Technically data groups avail you an option to separate and view data into logical containers using familiar terminology. These data groups can be used as starting points to discover the insights just like the column headers.
You can click on any column headers to create data groups, here in following the example we are estimating reach of twitter profiles based on a number of followers. I changed the default sorting by double clicking the numbers. You can choose custom or equal distribution, and use the already intelligently sorted distribution created by Watson Analytics. Once you save the Data group it will be available for you to use in the discovery dashboard.

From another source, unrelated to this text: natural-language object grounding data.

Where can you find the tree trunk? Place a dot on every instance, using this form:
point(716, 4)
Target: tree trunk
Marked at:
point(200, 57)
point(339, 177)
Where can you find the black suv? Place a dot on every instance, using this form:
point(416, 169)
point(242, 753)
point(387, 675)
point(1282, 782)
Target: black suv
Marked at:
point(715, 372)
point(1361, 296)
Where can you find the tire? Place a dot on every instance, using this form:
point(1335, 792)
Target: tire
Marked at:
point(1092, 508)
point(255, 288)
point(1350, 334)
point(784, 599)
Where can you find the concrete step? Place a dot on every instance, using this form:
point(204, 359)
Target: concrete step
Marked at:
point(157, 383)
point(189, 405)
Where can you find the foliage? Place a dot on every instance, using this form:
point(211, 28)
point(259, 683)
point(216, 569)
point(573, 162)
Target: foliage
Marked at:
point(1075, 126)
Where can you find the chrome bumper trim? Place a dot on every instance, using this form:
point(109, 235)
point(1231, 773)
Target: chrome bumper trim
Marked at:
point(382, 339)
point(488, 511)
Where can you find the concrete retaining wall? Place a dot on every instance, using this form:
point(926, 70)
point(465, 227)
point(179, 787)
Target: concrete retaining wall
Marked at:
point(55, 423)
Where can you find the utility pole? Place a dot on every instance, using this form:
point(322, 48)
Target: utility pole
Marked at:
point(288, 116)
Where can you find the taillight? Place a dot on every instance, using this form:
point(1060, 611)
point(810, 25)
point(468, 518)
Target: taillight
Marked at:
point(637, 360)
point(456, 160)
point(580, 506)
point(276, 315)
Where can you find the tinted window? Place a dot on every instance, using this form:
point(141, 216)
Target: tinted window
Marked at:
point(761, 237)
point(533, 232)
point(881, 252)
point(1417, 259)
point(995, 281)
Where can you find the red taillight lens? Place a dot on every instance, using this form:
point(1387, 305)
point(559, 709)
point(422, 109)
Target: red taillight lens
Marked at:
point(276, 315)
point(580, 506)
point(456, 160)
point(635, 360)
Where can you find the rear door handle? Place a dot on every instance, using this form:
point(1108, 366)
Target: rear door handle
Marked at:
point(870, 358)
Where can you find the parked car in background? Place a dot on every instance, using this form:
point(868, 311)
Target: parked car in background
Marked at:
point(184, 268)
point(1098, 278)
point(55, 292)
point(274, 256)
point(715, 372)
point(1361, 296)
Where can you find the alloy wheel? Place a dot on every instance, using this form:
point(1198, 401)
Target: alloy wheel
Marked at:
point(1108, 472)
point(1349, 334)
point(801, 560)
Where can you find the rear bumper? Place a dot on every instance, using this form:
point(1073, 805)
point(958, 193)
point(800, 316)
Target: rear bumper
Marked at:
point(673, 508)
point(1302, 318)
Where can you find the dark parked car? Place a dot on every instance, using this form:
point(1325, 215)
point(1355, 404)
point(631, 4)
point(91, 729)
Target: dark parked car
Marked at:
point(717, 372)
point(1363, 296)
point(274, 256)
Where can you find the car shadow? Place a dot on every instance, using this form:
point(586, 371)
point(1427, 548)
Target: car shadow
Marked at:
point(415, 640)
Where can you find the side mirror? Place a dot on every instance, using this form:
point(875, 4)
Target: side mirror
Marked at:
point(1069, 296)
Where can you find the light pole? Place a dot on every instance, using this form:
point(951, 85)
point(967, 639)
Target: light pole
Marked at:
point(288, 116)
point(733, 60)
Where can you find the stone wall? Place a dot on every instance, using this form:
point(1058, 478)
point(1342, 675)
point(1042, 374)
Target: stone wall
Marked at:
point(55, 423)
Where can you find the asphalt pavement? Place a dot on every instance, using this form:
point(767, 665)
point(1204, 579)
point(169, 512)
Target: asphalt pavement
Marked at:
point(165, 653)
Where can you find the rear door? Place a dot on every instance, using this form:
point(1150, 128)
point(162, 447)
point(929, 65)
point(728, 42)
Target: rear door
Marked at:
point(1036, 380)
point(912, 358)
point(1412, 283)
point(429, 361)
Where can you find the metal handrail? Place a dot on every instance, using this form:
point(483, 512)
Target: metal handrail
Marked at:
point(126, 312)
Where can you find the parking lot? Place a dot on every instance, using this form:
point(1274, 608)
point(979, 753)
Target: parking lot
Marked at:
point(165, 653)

Watson Analytics automatically create a hierarchy of data, if it can the relationship between values that have multiple levels. A simple example would be If you have dates, Watson can create and sort by hierarchies like Yea >Month > Day. You can fine tune your results using the pre-set hierarchies, or set up new hierarchies on your own similar to data grouping.
Hierarchy structure offers you the ease to navigate through large amounts of data, allowing you to drill up and down to perform analysis at different levels of granularity. Following is a simple example of how a pre-populated hierarchy is being used in the discovery to finding deep data.
So this is how Watson Analytics offers you a bundle of highly intelligent tools that come in handy for business data analysis. They are so intuitive to use, you can even use it for generating business intelligence even for small or medium businesses.
Watson Analytics is available as a free 30-day trial, and you can use all of these featured mentioned above to test how your business can benefit from the cognitive capabilities of Watson Platform and powerful tools provided by the Watson Analytics Platform.